April 2022 Market Update:
Are we heading for recession?
"The stock market is a device for transferring money from the impatient to the patient"
Warren Buffet
Stock and currency markets performance.
April has come and gone and the monthly stock market indices figures are pretty grim:
Data table is from Google Finance
As is always the case during periods of volatility, the currencies markets performed well against the safe haven of USD, where cash is parked. April saw some of the largest monthly increases I can recall, positive across the board:
Data table is from Google Finance
April did not turn out to be a springboard for share prices, following an already tricky start to 2022. With the exception of the FTSE, which benefits from tracking large oil companies, all markets were down, most noticeably the S&P, which fell over 10%.
As was the case when we were experiencing month-over-month growth in the S&P due to the increase in value of the large cap technology companies, the scale of the index’s fall can be partly attributed to Facebook (Meta) and Amazon’s share prices falling by 40% and 27% respectively. Markets always overreact to large fluctuations and the current volatility is causing drops which provide value, especially in the aforementioned shares.
Are we heading into a recession?
Are we heading into a recession? Or are a range of complicated factors – interest rate policy, high inflation, Ukraine war – causing this period of volatility and sell-offs?
A quick Google search of the question revealed very different answers: “A major recession is coming” and “We’re not going into recession.” So clearly the answer is that nobody knows the answer.

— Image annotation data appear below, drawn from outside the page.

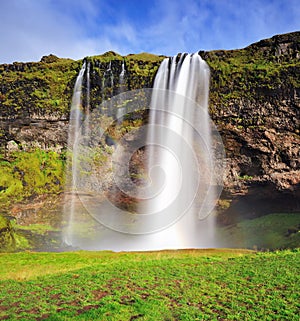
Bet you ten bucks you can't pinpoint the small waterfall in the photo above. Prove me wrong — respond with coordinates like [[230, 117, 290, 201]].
[[119, 60, 125, 87], [64, 54, 224, 251], [102, 61, 114, 116], [117, 60, 126, 124], [64, 62, 86, 245], [84, 62, 91, 137]]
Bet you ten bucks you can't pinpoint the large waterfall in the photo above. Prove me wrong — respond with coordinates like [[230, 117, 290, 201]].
[[64, 54, 223, 251]]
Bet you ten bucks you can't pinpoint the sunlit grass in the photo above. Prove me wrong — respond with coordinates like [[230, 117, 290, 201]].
[[0, 249, 300, 321]]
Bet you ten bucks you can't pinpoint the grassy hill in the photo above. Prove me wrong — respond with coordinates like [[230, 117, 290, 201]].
[[0, 249, 300, 321]]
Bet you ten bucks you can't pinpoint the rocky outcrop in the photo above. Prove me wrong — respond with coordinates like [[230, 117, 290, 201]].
[[0, 32, 300, 222]]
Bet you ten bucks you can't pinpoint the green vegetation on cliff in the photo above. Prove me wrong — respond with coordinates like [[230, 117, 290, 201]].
[[0, 55, 81, 118], [0, 149, 64, 211], [0, 250, 300, 321]]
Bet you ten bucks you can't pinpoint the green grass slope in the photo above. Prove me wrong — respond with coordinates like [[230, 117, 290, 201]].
[[0, 250, 300, 321]]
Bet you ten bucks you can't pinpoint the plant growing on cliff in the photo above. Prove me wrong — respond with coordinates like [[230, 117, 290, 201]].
[[0, 149, 64, 207]]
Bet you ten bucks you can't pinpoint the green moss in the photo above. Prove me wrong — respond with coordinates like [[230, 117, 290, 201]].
[[0, 215, 16, 252], [0, 149, 64, 208]]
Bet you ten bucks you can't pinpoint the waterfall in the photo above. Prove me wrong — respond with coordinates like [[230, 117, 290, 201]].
[[84, 62, 91, 137], [117, 60, 126, 124], [64, 62, 86, 245], [143, 54, 217, 248], [102, 61, 114, 116], [64, 54, 224, 251]]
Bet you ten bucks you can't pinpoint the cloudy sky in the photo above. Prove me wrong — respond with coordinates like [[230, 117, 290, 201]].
[[0, 0, 300, 63]]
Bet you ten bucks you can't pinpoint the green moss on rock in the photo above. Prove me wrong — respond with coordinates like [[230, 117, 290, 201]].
[[0, 215, 16, 252]]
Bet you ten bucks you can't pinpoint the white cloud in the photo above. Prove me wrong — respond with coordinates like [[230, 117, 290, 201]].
[[0, 0, 300, 63]]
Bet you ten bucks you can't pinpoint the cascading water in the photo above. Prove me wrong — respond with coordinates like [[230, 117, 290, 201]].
[[64, 62, 89, 245], [146, 54, 217, 248], [117, 60, 126, 124], [65, 54, 224, 251]]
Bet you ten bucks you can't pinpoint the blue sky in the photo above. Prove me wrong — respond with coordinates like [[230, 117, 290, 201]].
[[0, 0, 300, 63]]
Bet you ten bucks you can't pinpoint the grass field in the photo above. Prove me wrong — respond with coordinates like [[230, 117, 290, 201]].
[[0, 249, 300, 321]]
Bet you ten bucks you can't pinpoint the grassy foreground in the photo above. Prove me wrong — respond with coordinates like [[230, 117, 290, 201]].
[[0, 250, 300, 321]]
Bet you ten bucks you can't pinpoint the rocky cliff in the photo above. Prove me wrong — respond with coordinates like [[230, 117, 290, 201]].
[[0, 32, 300, 223]]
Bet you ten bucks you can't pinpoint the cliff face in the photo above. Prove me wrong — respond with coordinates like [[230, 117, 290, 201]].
[[0, 32, 300, 222]]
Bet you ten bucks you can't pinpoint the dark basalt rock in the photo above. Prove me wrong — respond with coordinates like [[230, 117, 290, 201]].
[[0, 32, 300, 221]]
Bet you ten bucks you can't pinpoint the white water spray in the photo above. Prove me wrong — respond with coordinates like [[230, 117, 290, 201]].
[[65, 54, 224, 251]]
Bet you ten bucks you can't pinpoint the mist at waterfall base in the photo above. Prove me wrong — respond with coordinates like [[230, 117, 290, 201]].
[[63, 54, 224, 251]]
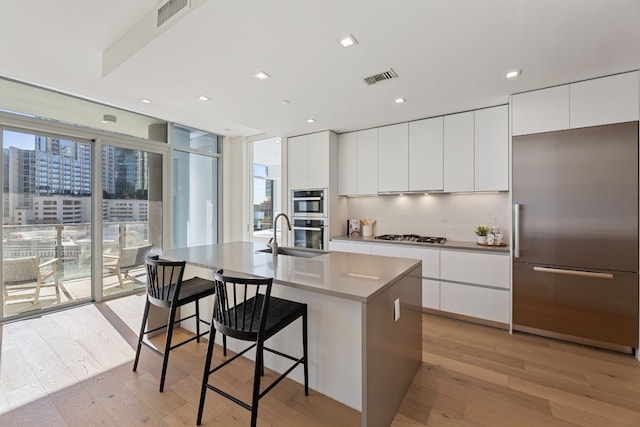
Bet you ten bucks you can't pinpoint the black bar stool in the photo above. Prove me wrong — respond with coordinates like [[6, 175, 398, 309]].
[[197, 271, 309, 427], [133, 255, 226, 392]]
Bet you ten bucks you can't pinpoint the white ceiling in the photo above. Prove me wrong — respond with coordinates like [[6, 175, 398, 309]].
[[0, 0, 640, 136]]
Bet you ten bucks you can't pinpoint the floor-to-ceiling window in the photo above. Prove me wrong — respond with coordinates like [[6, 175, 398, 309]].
[[102, 144, 163, 297], [2, 128, 92, 318], [0, 79, 221, 321], [172, 125, 220, 248], [252, 138, 282, 243]]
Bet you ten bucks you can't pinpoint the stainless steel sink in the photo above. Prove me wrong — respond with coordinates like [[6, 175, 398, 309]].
[[256, 246, 329, 258]]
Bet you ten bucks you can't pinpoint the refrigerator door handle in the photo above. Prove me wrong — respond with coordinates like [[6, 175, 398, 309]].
[[533, 267, 613, 279], [513, 203, 520, 258]]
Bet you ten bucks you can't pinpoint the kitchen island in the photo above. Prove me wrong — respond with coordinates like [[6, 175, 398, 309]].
[[161, 242, 422, 426]]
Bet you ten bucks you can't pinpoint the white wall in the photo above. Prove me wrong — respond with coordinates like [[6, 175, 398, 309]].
[[340, 193, 511, 241], [221, 137, 248, 242]]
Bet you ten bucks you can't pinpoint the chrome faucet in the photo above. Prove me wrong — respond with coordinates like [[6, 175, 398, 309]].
[[269, 212, 291, 256]]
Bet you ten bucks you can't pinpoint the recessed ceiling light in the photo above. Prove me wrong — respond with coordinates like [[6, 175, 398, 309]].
[[102, 114, 117, 123], [504, 70, 522, 79], [338, 34, 358, 47], [256, 71, 271, 80]]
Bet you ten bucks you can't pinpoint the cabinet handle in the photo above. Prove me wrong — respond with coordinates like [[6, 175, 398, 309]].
[[533, 267, 613, 279]]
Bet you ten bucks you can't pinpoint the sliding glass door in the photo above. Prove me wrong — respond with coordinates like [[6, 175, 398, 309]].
[[102, 144, 162, 297], [2, 129, 92, 318]]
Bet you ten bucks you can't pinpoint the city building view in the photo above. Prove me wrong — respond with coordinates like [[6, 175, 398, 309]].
[[2, 130, 150, 316]]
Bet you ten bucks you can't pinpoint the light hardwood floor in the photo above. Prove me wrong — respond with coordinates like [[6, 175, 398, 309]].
[[0, 296, 640, 427]]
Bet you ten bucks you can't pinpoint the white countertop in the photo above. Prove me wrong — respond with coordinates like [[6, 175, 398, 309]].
[[331, 236, 509, 254], [161, 242, 421, 303]]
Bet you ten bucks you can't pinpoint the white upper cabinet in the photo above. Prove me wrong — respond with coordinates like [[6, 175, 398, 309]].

A recession is a “significant decline in economic activity spread across the markets, lasting more than a few months and normally visible in real GDP, real income, employment and industrial production.”

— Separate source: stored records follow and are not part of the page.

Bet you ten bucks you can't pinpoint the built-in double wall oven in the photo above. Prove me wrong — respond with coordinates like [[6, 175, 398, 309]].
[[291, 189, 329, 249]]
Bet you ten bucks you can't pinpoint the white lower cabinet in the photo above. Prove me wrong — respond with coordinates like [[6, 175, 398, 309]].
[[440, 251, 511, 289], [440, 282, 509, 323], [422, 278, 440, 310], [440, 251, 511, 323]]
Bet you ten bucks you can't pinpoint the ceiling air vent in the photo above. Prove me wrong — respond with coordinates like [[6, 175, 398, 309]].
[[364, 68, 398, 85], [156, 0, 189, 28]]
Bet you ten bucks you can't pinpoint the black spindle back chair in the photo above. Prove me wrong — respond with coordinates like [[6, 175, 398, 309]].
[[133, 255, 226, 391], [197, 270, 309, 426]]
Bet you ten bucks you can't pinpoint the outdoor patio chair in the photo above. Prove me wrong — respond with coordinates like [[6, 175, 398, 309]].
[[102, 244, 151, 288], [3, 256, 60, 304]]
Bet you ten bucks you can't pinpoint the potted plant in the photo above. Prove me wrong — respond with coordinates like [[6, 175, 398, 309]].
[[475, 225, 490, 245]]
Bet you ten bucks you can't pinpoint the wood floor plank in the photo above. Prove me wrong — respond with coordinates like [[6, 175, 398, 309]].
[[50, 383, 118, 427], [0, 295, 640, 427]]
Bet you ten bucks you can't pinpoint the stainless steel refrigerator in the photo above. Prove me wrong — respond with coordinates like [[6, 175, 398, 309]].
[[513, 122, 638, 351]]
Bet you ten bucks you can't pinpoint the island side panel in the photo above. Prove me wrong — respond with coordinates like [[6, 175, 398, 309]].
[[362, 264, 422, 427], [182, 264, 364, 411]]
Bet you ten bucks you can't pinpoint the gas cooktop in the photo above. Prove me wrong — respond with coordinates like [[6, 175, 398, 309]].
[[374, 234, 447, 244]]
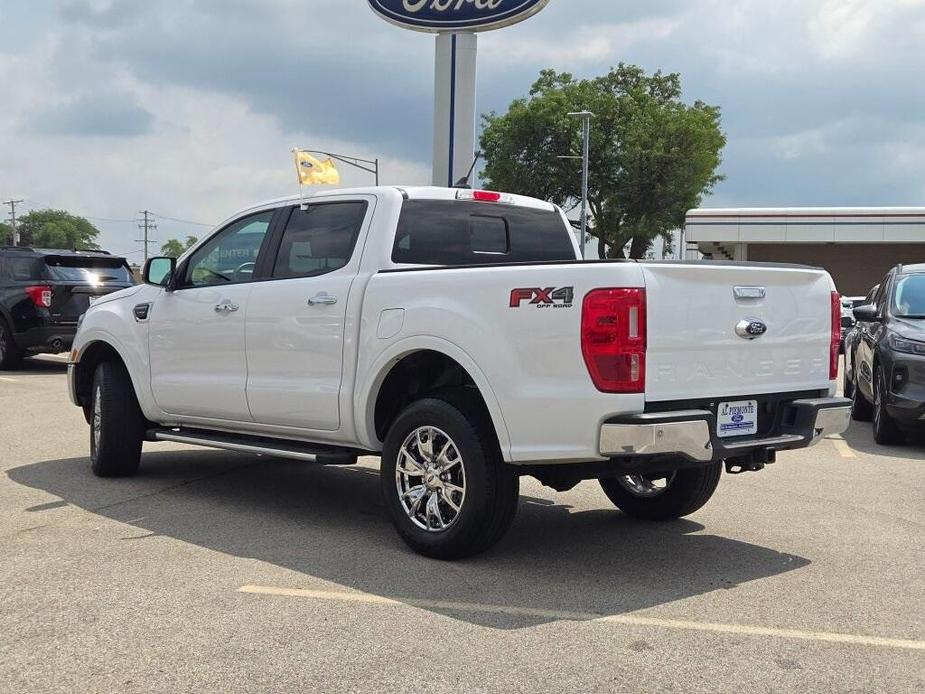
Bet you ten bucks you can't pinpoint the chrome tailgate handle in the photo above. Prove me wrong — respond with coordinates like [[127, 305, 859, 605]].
[[308, 292, 337, 306]]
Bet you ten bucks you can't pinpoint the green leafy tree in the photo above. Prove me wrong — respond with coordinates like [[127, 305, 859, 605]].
[[161, 236, 199, 258], [481, 63, 726, 258], [11, 210, 100, 251]]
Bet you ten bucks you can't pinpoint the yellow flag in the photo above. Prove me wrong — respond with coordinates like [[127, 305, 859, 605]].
[[295, 151, 340, 186]]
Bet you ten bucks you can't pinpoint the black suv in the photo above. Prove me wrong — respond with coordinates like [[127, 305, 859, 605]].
[[0, 246, 135, 369], [845, 264, 925, 444]]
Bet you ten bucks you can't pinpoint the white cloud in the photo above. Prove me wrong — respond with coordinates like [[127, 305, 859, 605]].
[[482, 18, 680, 69]]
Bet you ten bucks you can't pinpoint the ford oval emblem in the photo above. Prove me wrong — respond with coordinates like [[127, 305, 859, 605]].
[[736, 318, 768, 340], [369, 0, 549, 33]]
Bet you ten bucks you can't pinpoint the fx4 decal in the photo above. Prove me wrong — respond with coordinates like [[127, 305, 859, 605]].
[[510, 287, 575, 308]]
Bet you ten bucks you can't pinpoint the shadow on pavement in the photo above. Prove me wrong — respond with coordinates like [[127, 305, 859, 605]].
[[8, 451, 809, 629], [842, 422, 925, 462], [0, 357, 67, 377]]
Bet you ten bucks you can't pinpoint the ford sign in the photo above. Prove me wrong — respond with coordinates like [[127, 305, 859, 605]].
[[369, 0, 549, 33]]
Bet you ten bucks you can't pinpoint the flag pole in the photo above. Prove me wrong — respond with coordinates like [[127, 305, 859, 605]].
[[292, 148, 308, 210]]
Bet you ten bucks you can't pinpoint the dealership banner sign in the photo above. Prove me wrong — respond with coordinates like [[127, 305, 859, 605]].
[[369, 0, 549, 33]]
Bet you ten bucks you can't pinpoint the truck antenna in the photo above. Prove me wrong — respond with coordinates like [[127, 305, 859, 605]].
[[453, 152, 482, 189]]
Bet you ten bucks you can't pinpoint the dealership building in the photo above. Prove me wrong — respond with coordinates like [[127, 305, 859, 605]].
[[684, 207, 925, 296]]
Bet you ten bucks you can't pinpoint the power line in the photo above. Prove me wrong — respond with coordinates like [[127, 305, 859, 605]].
[[151, 212, 215, 227], [135, 210, 157, 264], [3, 200, 25, 246]]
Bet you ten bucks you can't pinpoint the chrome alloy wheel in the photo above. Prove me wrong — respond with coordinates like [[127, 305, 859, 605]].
[[617, 472, 677, 499], [93, 384, 103, 451], [395, 426, 466, 533]]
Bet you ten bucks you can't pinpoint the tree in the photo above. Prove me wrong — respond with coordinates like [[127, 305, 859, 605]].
[[161, 236, 199, 258], [6, 210, 100, 251], [481, 63, 726, 258]]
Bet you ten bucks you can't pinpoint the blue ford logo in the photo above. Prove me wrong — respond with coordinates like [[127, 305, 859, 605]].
[[736, 318, 768, 340], [369, 0, 549, 32]]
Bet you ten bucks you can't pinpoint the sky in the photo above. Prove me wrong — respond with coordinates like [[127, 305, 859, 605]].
[[0, 0, 925, 260]]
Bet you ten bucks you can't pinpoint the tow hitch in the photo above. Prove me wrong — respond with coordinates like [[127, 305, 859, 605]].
[[726, 448, 777, 475]]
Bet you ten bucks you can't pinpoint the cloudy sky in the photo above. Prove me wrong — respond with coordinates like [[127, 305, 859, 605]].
[[0, 0, 925, 259]]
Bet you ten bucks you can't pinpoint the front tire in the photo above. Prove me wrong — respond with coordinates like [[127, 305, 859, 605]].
[[600, 462, 723, 521], [0, 316, 24, 369], [381, 391, 520, 559], [873, 364, 903, 446], [90, 361, 145, 477]]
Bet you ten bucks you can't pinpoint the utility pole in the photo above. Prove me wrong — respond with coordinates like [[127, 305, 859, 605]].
[[568, 111, 594, 260], [3, 200, 25, 246], [135, 210, 157, 264]]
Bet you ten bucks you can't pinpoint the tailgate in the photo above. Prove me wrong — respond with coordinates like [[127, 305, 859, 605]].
[[643, 263, 833, 402], [44, 255, 134, 324], [48, 282, 132, 325]]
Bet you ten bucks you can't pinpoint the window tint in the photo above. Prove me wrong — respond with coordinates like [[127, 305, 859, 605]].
[[7, 256, 45, 281], [45, 255, 135, 284], [392, 200, 576, 266], [273, 201, 366, 279], [184, 210, 273, 287], [893, 275, 925, 318]]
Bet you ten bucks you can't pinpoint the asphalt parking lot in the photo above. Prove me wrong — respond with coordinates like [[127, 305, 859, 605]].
[[0, 358, 925, 692]]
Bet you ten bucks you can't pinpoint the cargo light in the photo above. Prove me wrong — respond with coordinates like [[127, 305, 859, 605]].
[[581, 288, 646, 393], [456, 190, 514, 205], [26, 285, 51, 308], [829, 292, 841, 381]]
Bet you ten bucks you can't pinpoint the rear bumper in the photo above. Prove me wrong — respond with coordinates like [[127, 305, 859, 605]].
[[13, 324, 77, 354], [600, 398, 851, 463]]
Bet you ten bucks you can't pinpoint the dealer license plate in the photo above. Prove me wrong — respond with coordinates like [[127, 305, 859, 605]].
[[716, 400, 758, 438]]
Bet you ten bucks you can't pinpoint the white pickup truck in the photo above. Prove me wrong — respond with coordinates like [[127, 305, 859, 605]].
[[68, 187, 849, 558]]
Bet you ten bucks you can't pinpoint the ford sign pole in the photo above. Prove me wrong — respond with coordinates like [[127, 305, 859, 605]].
[[569, 111, 594, 260], [368, 0, 549, 186]]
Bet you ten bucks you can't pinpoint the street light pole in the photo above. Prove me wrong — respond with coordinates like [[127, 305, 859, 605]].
[[568, 111, 594, 260]]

Although GDP did decline by 1.4% for the first quarter of 2022, unemployment remains low and economic activity is increasing rather than declining, as we make our way back to normality. Supply chain bottlenecks continue to cause issues with production and the Chinese lockdown policies are stifling the return to normal, but the majority of the world is in a much better place than it was a year ago and certainly much better than it was two years ago.
How should investors react?
So, my view is that the declines are more short-term than the kind of long-term declines we would see in a recession. Whether it takes a month, three months or the rest of this year before we see a return to growth, I dare not predict of course, but tried and tested investment strategies such as remaining patient, buying low and utilizing dollar cost averaging all make sense right now.
Two years ago, an investment in a simple S&P index fund would have returned you 45%, even though the markets had already rebounded from their bottom in March 2020. The mini crash the markets experienced then created great buying opportunities. Those with a cool head and the ability to see past the noise took advantage and have been rewarded.
The drops in 2022 are not as significant as 2020, but they do provide opportunities for those investors with a similar disposition.